CWA does not object to the definition of "standard practice" in Water Industry Rule 1.10 but it comments that the use of "procedural guidelines" in the definition raises concerns about the binding nature of the Water Division's standard practices, which are designed to provide guidance on many topics of concern to water utilities. We do not believe this is the appropriate proceeding to address the legal stature of the Water Division's series of standard practices as we prefer such questions to be raised in an actual controversy.
In response to other CWA comments and in explanation of other changes:
· We agree with CWA that the Weather Normalized Means test and U-27-W, as defined in Water Industry Rule 1.12, should be removed from the Water Industry Rules since this test has been imposed only in specific cases.
· We have added minor change to Water Industry Rule R 3.1 to require the utility to provide, in the notice of an advice letter pending approval, the Uniform Resource Locator (URL) locating the advice letter on the utility's Interest site.
· CWA opposes the requirement of notifying LAFCOs of transfer of ownership filings. In furtherance of our cooperation with other governmental agencies, we believe that transfer of ownership information will provide LAFCOs with contact information that may be important as these agencies seek to improve planning, fire protection, and other local governmental services. We also believe that sufficient information can be obtained from county recorder and assessor offices to ascertain real property ownership for purposes of complying with the rule. We do not change the rule.

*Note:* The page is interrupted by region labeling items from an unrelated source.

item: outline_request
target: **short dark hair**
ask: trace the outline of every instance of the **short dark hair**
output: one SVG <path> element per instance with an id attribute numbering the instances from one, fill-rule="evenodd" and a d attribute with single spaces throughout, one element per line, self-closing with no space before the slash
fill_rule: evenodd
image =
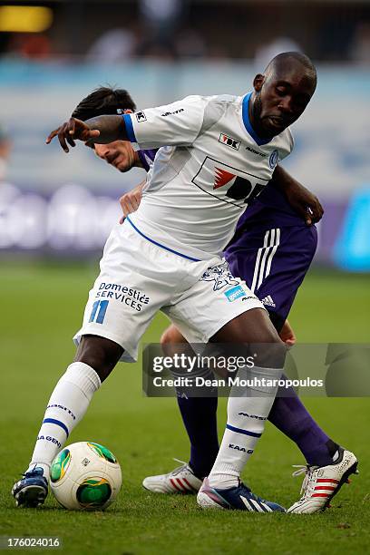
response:
<path id="1" fill-rule="evenodd" d="M 308 74 L 310 74 L 312 81 L 316 85 L 317 83 L 317 73 L 315 65 L 311 62 L 311 60 L 306 54 L 300 52 L 282 52 L 278 54 L 275 58 L 269 62 L 267 68 L 265 69 L 265 73 L 268 73 L 269 71 L 277 70 L 278 68 L 281 68 L 286 66 L 291 60 L 296 60 L 303 67 L 306 68 Z"/>
<path id="2" fill-rule="evenodd" d="M 84 122 L 99 115 L 114 115 L 118 109 L 135 112 L 136 104 L 129 92 L 124 89 L 99 87 L 77 104 L 72 117 Z"/>

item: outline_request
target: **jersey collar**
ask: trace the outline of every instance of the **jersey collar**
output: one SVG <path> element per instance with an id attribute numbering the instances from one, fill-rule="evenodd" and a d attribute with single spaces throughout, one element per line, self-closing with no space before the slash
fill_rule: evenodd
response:
<path id="1" fill-rule="evenodd" d="M 248 92 L 243 98 L 243 105 L 242 105 L 242 109 L 241 109 L 241 114 L 242 114 L 242 118 L 243 118 L 244 127 L 246 128 L 246 130 L 248 131 L 249 135 L 257 142 L 258 145 L 260 146 L 262 144 L 268 144 L 268 142 L 269 142 L 271 141 L 271 139 L 266 140 L 266 139 L 261 139 L 260 137 L 258 137 L 258 135 L 256 133 L 255 130 L 253 129 L 253 127 L 252 127 L 252 125 L 250 123 L 250 121 L 249 121 L 249 99 L 250 99 L 251 96 L 252 96 L 252 93 Z"/>

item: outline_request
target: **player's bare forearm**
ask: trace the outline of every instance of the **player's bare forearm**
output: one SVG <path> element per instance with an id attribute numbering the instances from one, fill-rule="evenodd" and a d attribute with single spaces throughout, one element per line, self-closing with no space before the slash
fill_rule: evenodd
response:
<path id="1" fill-rule="evenodd" d="M 99 116 L 86 122 L 70 118 L 50 133 L 46 144 L 49 144 L 54 137 L 58 137 L 59 144 L 64 152 L 69 152 L 69 146 L 75 146 L 75 141 L 83 141 L 86 144 L 94 142 L 106 144 L 128 139 L 123 118 L 115 115 Z"/>
<path id="2" fill-rule="evenodd" d="M 107 144 L 113 141 L 128 141 L 126 125 L 122 116 L 102 115 L 86 120 L 85 123 L 92 131 L 99 131 L 99 135 L 91 140 L 92 142 Z"/>
<path id="3" fill-rule="evenodd" d="M 295 180 L 284 168 L 277 166 L 272 180 L 286 195 L 293 209 L 307 225 L 316 223 L 321 219 L 324 209 L 317 197 Z"/>

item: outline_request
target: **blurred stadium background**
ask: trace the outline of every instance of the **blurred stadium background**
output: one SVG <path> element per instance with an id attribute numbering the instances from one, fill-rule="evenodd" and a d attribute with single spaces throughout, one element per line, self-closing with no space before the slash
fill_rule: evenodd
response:
<path id="1" fill-rule="evenodd" d="M 1 253 L 89 257 L 142 178 L 44 138 L 93 88 L 138 108 L 243 93 L 284 50 L 318 66 L 286 167 L 322 200 L 316 264 L 370 270 L 370 2 L 104 0 L 1 3 Z"/>

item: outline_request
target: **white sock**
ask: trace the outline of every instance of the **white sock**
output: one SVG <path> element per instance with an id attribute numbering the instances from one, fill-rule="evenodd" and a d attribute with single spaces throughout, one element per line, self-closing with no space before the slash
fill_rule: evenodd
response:
<path id="1" fill-rule="evenodd" d="M 28 470 L 41 466 L 49 478 L 53 459 L 83 418 L 100 385 L 98 375 L 88 365 L 77 362 L 68 366 L 50 397 Z"/>
<path id="2" fill-rule="evenodd" d="M 282 370 L 277 368 L 241 368 L 240 380 L 248 387 L 233 387 L 228 402 L 228 422 L 213 468 L 209 476 L 212 488 L 226 489 L 239 484 L 240 472 L 262 435 L 271 410 L 278 384 L 249 387 L 249 380 L 278 380 Z M 236 396 L 236 395 L 242 396 Z"/>

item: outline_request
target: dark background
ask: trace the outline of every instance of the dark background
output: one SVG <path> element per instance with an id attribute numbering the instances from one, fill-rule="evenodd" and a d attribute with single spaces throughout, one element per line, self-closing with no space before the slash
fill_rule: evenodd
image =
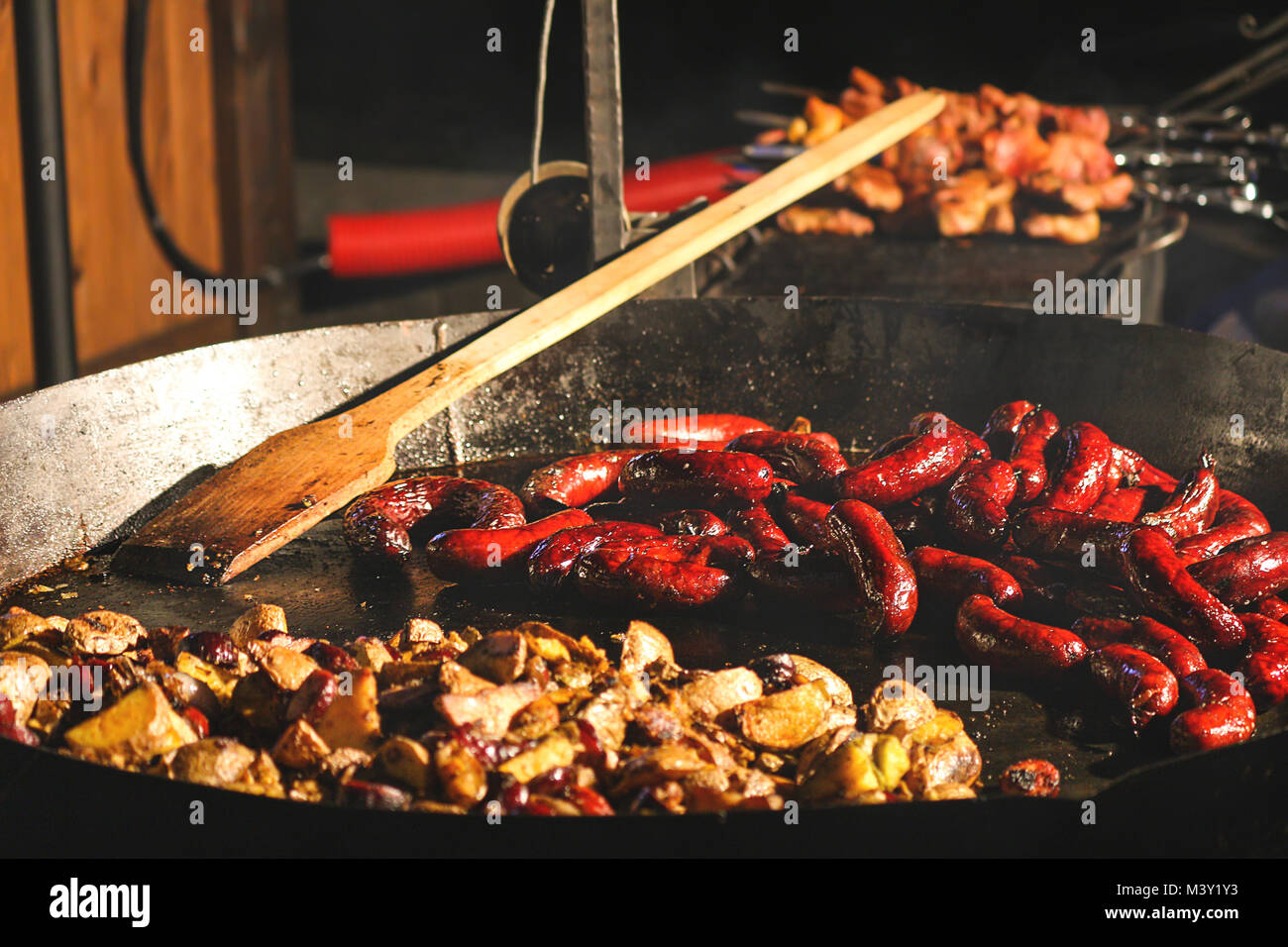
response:
<path id="1" fill-rule="evenodd" d="M 923 85 L 993 82 L 1056 102 L 1158 103 L 1251 53 L 1240 13 L 1266 3 L 819 3 L 621 0 L 626 153 L 665 158 L 748 138 L 735 108 L 792 111 L 762 80 L 832 91 L 850 66 Z M 295 0 L 301 157 L 520 170 L 532 134 L 541 0 Z M 489 27 L 502 52 L 486 52 Z M 783 30 L 800 52 L 783 50 Z M 1097 52 L 1082 53 L 1083 27 Z M 1260 97 L 1279 120 L 1283 95 Z M 542 156 L 580 158 L 581 4 L 559 0 Z"/>

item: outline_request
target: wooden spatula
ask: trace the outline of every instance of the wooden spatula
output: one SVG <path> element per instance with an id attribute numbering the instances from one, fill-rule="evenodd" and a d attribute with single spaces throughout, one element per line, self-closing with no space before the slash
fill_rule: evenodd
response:
<path id="1" fill-rule="evenodd" d="M 936 93 L 908 95 L 513 316 L 397 388 L 334 419 L 273 434 L 126 541 L 113 564 L 218 585 L 394 472 L 394 447 L 451 402 L 554 345 L 748 227 L 925 125 Z"/>

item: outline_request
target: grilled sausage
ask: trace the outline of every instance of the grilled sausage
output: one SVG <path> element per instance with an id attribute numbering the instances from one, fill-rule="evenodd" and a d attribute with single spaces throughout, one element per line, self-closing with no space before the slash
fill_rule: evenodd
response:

· The last sentence of Water Industry Rule 7.1 has been deleted since it does not pertain to the initial review of advice letters.
· In Water Industry Rule 7.3.1, we have renamed "step-rate filing" as "escalation" and moved it to a Tier 1 item.

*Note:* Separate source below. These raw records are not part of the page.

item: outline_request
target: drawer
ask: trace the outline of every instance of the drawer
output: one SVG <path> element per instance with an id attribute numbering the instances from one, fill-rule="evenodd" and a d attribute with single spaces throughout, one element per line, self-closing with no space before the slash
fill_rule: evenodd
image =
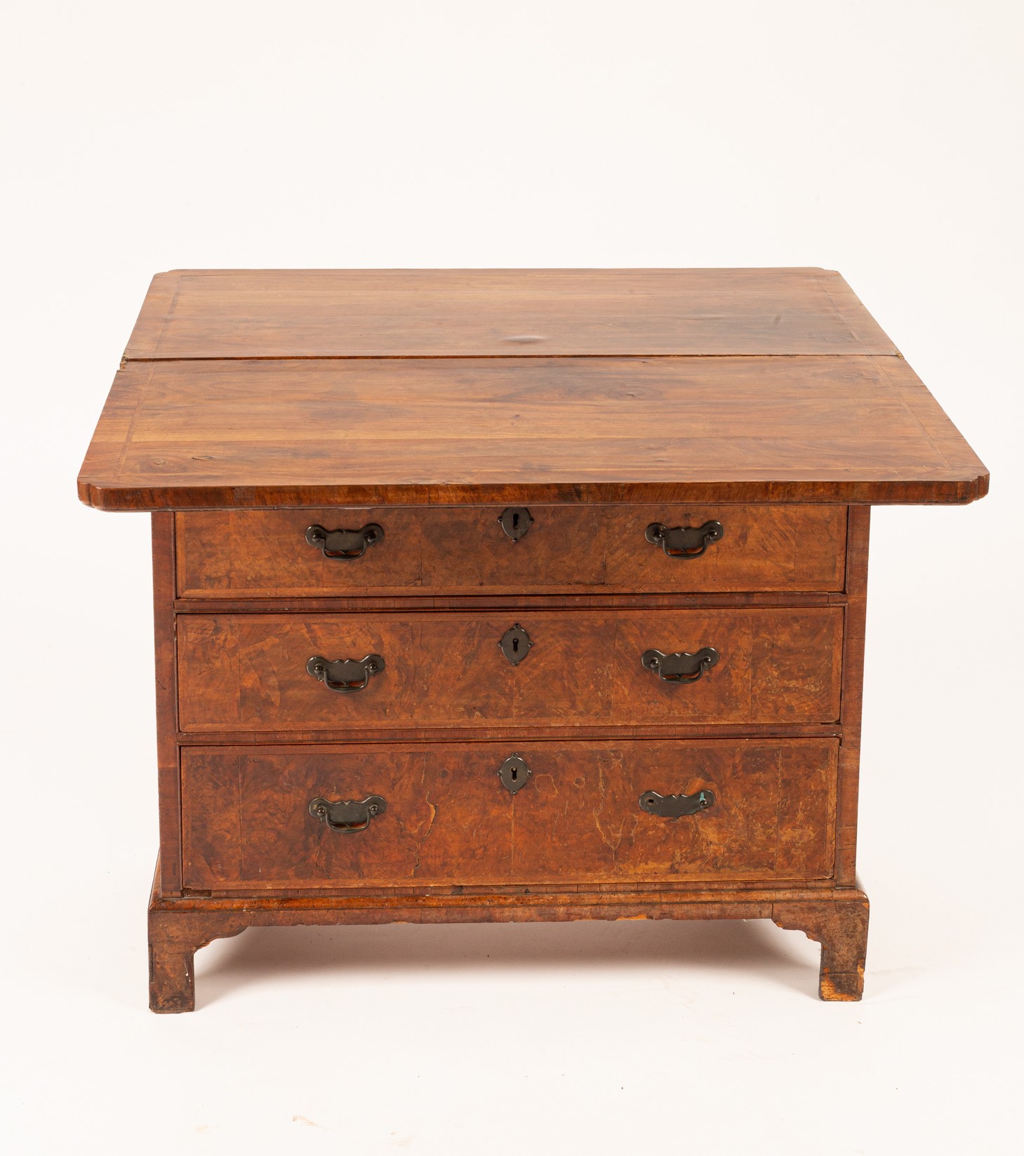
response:
<path id="1" fill-rule="evenodd" d="M 500 642 L 519 625 L 526 637 Z M 183 731 L 834 722 L 843 609 L 236 614 L 178 617 Z M 695 681 L 666 681 L 698 654 Z M 327 668 L 334 692 L 310 673 Z M 684 667 L 685 660 L 678 660 Z M 312 664 L 313 666 L 316 664 Z"/>
<path id="2" fill-rule="evenodd" d="M 502 513 L 500 506 L 179 513 L 178 593 L 230 599 L 844 587 L 846 506 L 535 505 L 514 525 L 515 513 L 506 518 L 512 534 L 527 527 L 518 540 L 503 529 Z M 717 540 L 713 531 L 697 533 L 710 523 L 721 527 Z M 327 557 L 324 543 L 311 544 L 311 526 L 351 532 L 326 542 L 342 556 Z M 648 535 L 651 526 L 695 533 L 680 541 Z"/>
<path id="3" fill-rule="evenodd" d="M 834 739 L 193 747 L 185 885 L 826 879 Z M 521 759 L 514 794 L 498 770 Z M 645 810 L 656 792 L 677 817 Z M 340 829 L 311 813 L 336 807 Z M 347 829 L 346 829 L 347 828 Z"/>

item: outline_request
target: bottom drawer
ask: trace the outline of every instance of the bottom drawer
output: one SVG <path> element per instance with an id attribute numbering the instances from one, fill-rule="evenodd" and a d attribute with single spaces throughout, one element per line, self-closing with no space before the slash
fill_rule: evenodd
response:
<path id="1" fill-rule="evenodd" d="M 187 747 L 184 883 L 294 891 L 828 879 L 838 747 L 834 739 Z M 520 761 L 499 773 L 513 755 Z M 681 795 L 689 798 L 667 798 Z"/>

· In Water Industry Rule 7.3.2, we have eliminated "attrition filing" as a Tier 2 item since both attrition filings and step-rate filings are subsumed under the concept of "escalation."
· In Water Industry Rule 9.1, we agree with CWA's recommendation of using the term "published." We do not consider the list of tariff schedules to be comprehensive, but we have added "other water or sewer services" to the list. However, we encourage water utilities to use appropriately named tariff schedules to cover the general water or sewer services they provide.
· CWA also questions the inclusion of Tariff Rule 21 (which includes fire protection service) in Water Industry Rule 9.2. Requiring the tariff does not mean the water utility must offer the service. The tariff can be reserved for possible future use in appropriate circumstances.
· CWA expresses concern about the deadlines for water utilities to comply with the requirement set forth in Water Industry Rule 10 for preparing digital maps of their service areas. CWA indicates that many water utilities may not have the expertise for preparing such maps. CWA's concern is addressed in General Rule 8.5.4, which instructs the Industry Divisions to establish compliance schedules for those utilities that do not have maps when the rules become effective on July 1, 2007.